Technology can move fast and an update was needed of the 20 year old legislation on novel foods, to simplify the authorisation process and take into account new developments.
Directly applicable EU Regulation 2015/2283 on Novel Foods (the Regulation) came into force on 1st January 2018. Enforcement provisions are provided by Novel Food (England) Regulations that will come into force on 8 March 2018.
The main change is that initial assessments of novel food applications are now undertaken at EU level by the European Food Safety Authority (EFSA) and deadlines have been introduced to improve efficacy.
EFSA recently published guidance on the presentation of new applications pursuant to Article 10 of Regulation (EU) 2015/2283. The Guidance contains a checklist regarding the documentation required by article 10 of Regulation 2015/2283 and tables in order to summarise the accompanying scientific studies .
Foods that have only been considered novel since the introduction of the new rules and which have been on sale from 1 January 2018 may remain on the market until a decision is taken on their authorisation. Applications must be submitted by January 2019 and a decision will be made by January 2020 at the latest. The information required for notifications and applications is provided in further implementation Regulation (2017/2468).
The general criteria for the definition of a novel food is unchanged; a ‘novel food’ is a food or food ingredient which has not been consumed to a significant degree prior to 15 May 1997, but categories of novel foods have been expanded (i.e. insects, vitamins, minerals, food supplements etc.)
A faster and structured notification system for traditional foods from third countries on the basis of a history of safe use is introduced by the Regulation.
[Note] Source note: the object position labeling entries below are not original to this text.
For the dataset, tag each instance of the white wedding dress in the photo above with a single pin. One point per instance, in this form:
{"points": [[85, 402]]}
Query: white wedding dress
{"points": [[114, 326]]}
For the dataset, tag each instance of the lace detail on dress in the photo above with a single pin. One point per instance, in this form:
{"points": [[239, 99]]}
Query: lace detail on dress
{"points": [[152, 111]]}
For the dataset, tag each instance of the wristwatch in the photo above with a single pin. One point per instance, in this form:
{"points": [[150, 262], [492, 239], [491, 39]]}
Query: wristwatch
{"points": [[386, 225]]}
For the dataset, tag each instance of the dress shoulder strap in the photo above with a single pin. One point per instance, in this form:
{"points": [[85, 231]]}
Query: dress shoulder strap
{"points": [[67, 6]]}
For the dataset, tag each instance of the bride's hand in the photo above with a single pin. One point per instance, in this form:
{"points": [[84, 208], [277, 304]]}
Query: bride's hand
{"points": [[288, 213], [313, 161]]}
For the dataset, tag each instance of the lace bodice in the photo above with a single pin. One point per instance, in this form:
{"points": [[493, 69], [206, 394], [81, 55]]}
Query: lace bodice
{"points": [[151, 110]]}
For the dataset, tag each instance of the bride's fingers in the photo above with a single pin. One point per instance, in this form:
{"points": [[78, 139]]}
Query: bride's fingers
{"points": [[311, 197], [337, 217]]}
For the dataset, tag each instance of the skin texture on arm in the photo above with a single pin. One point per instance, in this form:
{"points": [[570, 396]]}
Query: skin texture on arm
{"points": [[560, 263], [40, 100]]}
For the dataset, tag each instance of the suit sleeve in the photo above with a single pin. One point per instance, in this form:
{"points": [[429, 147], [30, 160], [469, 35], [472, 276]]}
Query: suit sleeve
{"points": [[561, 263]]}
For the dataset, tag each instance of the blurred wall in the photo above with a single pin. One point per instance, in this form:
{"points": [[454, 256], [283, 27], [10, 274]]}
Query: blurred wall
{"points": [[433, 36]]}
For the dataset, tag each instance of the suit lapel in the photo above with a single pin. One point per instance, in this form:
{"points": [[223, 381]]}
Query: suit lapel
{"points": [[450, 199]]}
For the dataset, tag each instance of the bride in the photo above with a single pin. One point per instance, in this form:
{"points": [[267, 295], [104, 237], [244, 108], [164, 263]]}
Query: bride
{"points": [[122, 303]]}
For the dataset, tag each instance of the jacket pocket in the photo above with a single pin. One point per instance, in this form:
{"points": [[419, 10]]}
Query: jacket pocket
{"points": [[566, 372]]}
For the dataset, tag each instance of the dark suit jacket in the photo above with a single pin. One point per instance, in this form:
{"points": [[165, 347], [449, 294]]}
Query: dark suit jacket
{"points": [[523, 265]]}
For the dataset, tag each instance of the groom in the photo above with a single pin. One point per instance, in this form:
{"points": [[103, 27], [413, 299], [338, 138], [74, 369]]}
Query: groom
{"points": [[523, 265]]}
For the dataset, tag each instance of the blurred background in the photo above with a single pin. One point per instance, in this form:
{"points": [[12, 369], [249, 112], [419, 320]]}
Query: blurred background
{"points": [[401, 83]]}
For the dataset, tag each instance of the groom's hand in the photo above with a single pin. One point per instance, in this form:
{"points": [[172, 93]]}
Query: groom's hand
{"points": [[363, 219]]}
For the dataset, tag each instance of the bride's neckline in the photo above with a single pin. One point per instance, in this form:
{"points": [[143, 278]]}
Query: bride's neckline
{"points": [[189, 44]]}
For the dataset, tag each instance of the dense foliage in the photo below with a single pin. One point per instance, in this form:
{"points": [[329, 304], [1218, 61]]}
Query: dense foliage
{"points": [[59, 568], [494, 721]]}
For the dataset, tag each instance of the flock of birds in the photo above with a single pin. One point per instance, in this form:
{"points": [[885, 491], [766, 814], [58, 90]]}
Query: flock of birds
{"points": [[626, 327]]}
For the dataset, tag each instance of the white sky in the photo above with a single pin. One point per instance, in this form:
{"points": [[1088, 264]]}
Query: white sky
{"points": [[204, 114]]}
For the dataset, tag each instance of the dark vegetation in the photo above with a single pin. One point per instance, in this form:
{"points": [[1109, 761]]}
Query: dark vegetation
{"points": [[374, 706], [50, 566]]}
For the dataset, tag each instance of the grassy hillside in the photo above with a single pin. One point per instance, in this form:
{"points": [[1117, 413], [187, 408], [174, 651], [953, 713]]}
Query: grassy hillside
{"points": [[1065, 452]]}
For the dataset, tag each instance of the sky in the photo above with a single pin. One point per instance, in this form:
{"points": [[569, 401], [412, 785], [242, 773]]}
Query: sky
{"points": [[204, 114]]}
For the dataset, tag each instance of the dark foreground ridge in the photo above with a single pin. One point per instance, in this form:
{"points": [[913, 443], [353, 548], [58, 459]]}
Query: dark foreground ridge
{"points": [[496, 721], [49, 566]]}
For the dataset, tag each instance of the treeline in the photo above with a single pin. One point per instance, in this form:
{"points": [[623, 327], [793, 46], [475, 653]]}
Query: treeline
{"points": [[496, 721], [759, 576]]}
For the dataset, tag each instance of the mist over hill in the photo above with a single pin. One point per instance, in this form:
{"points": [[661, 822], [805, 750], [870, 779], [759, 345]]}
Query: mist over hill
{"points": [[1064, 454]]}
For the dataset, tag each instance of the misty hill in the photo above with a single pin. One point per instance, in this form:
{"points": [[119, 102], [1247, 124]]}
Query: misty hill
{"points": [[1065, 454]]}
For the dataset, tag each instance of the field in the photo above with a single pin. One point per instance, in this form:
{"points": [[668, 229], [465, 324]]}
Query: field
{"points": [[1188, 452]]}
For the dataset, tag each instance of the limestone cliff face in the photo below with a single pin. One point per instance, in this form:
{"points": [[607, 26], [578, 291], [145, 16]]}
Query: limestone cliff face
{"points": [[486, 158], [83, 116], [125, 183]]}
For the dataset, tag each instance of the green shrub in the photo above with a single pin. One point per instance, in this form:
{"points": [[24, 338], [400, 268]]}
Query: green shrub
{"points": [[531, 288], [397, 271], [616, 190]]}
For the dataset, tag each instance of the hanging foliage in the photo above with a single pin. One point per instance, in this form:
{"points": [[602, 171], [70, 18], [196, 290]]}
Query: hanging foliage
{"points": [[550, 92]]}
If the safety of the traditional food can be established from evidence of history of consumption in that third country (i.e. consumed in at least one third country for at least 25 years and as part of the customary diet of a significant number of people in at least one third of the country,) and there are no safety concerns raised by Member States or EFSA, the traditional food may be placed on the EU market. If safety concerns are raised, the applicant must submit an application.
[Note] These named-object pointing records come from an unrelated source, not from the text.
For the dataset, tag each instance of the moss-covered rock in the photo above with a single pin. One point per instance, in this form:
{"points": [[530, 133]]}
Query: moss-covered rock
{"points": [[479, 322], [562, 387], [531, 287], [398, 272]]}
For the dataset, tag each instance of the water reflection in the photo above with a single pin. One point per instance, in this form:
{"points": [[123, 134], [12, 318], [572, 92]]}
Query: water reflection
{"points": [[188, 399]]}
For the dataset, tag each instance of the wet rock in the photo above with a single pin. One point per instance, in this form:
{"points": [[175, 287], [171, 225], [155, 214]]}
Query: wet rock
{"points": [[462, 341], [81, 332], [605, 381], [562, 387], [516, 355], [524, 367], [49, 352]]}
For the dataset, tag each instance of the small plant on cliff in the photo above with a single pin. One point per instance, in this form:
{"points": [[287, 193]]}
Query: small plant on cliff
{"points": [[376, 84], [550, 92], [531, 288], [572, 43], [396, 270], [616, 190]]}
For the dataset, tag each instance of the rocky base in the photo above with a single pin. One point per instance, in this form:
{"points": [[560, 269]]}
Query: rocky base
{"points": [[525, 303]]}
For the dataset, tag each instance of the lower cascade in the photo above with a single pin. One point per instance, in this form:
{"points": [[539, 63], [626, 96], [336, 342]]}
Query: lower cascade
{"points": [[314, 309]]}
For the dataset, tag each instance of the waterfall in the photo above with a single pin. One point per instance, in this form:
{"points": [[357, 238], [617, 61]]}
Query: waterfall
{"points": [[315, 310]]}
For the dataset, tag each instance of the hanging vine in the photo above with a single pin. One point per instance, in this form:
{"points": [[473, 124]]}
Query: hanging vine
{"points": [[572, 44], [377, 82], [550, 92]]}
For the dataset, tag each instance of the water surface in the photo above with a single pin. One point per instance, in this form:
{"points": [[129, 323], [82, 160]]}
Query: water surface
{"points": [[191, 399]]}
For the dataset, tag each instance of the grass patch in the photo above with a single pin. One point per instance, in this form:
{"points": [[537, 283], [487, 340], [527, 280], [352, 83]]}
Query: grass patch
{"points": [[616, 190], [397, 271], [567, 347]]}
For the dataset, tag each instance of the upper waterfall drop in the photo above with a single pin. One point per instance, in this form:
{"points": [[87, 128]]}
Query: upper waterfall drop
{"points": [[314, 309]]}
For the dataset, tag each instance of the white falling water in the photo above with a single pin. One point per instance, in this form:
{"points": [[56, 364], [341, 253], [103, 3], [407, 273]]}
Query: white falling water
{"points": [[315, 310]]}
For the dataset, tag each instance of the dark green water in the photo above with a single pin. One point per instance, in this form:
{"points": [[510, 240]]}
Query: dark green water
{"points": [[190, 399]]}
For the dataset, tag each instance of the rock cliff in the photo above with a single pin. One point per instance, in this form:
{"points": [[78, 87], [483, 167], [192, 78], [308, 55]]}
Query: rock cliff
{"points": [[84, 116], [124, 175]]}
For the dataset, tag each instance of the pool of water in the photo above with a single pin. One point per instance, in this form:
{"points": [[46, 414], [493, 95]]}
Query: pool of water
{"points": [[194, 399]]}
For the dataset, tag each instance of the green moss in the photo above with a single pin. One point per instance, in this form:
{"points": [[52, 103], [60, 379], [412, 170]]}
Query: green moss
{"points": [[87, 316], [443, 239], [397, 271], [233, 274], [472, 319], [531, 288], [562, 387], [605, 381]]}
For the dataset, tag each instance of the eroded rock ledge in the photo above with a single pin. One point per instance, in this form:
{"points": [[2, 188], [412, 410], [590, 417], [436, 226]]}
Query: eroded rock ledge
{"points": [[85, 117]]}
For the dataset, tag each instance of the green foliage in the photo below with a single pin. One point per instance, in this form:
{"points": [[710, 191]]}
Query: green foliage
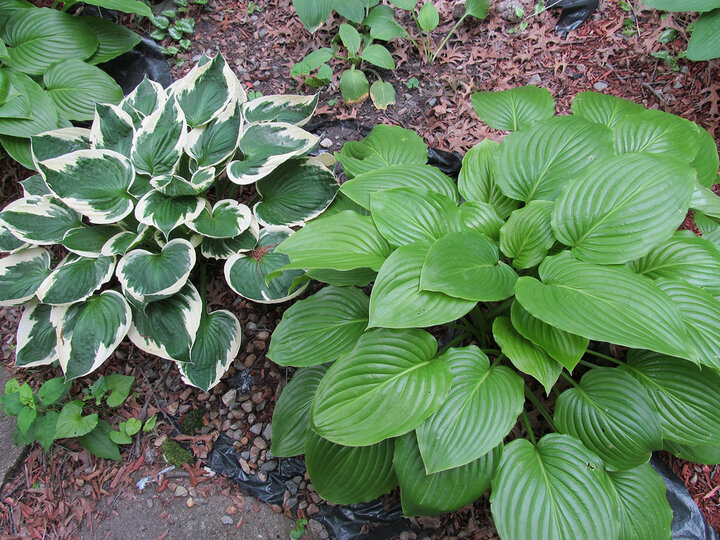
{"points": [[134, 203], [567, 234]]}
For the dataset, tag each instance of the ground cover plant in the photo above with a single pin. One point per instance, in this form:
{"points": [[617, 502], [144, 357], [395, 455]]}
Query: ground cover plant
{"points": [[125, 223], [558, 240]]}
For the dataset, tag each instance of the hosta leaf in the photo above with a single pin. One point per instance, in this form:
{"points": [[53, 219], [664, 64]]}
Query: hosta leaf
{"points": [[564, 347], [88, 332], [629, 203], [342, 242], [167, 328], [605, 304], [291, 417], [525, 355], [602, 108], [385, 387], [216, 344], [321, 328], [147, 277], [297, 191], [92, 182], [75, 280], [684, 257], [21, 274], [383, 147], [466, 265], [527, 236], [363, 185], [36, 337], [482, 408], [645, 512], [680, 390], [535, 163], [75, 86], [397, 300], [612, 414], [425, 494], [513, 109], [347, 475], [560, 489], [247, 273], [264, 147]]}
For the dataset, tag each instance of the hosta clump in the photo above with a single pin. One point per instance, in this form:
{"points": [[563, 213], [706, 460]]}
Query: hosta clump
{"points": [[565, 232], [106, 241]]}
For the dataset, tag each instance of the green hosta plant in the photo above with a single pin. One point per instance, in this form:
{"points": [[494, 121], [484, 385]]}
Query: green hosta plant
{"points": [[565, 232], [117, 233]]}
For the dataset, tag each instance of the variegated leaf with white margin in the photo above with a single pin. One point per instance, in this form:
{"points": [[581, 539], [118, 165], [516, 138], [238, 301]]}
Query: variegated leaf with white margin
{"points": [[36, 338], [75, 280], [158, 143], [291, 109], [112, 129], [58, 142], [89, 241], [295, 192], [88, 332], [92, 182], [167, 328], [165, 212], [148, 277], [246, 272], [21, 274], [206, 90], [226, 219], [39, 220], [217, 141], [217, 342], [264, 147]]}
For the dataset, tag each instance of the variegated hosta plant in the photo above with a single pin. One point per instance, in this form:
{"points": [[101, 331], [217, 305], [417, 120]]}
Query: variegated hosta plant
{"points": [[564, 233], [125, 221]]}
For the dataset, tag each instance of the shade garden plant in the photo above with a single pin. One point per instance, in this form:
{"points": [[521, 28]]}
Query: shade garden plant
{"points": [[556, 242]]}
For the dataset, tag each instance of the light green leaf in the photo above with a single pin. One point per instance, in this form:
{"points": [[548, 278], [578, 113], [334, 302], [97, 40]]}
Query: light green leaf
{"points": [[384, 388]]}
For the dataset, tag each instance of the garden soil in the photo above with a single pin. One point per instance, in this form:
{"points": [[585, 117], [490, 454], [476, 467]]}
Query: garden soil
{"points": [[54, 495]]}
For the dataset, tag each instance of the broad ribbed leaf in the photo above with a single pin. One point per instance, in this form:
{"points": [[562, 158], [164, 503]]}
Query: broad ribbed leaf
{"points": [[147, 277], [535, 163], [556, 489], [446, 491], [527, 236], [167, 328], [564, 347], [295, 192], [513, 109], [466, 265], [645, 513], [321, 328], [620, 208], [525, 355], [349, 475], [384, 388], [216, 344], [291, 416], [383, 147], [21, 274], [397, 301], [341, 242], [483, 406], [88, 332], [613, 415], [416, 175], [404, 215], [680, 390], [75, 280], [605, 304]]}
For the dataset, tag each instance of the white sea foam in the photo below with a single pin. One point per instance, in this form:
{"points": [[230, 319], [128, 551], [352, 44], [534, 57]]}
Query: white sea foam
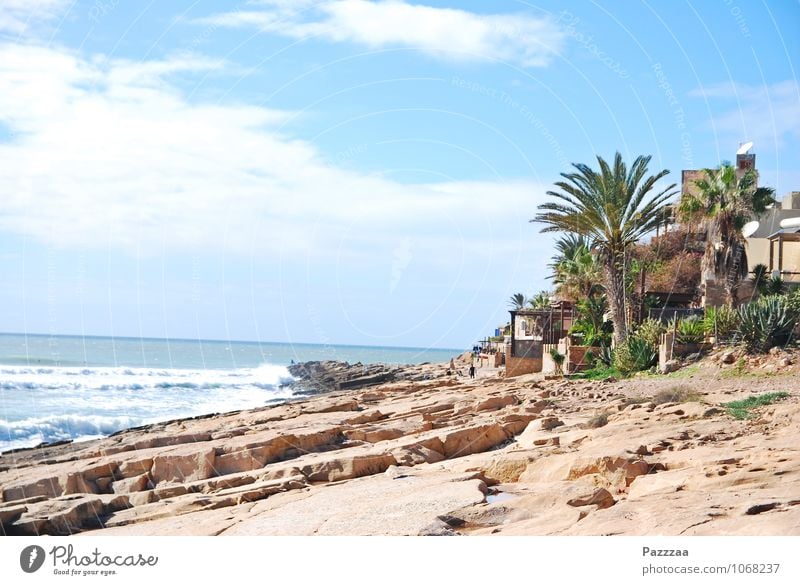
{"points": [[57, 403]]}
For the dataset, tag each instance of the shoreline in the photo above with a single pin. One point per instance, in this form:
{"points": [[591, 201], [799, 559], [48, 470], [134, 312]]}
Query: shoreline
{"points": [[444, 455]]}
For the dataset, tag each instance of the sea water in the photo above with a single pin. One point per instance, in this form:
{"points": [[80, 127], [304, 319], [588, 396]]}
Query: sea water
{"points": [[55, 388]]}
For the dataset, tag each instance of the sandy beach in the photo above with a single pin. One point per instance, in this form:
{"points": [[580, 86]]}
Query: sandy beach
{"points": [[437, 455]]}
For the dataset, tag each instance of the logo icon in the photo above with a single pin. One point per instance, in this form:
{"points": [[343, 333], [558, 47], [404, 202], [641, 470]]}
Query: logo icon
{"points": [[31, 558]]}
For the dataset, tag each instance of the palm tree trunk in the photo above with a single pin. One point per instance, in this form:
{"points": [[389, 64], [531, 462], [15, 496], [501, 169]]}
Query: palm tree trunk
{"points": [[615, 290]]}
The EU list of novel foods is published in implementing Regulation 2017/2470 and includes the details of possible conditions of use, additional specific labelling requirements and relevant specifications. Any newly approved novel foods will be added to this list. Under the new Regulation all authorisations are generic. This means that any food business operator can place an authorised Novel Food on the EU market, provided the authorised conditions of use, labelling requirements and specifications are respected.
However, alongside this, promotion of innovation is provided by some data protection provisions. The Regulation grants an individual authorisation for a non-renewable five-year period of data protection, if the applicant requests it and the application is based on newly developed scientific evidence and proprietary data.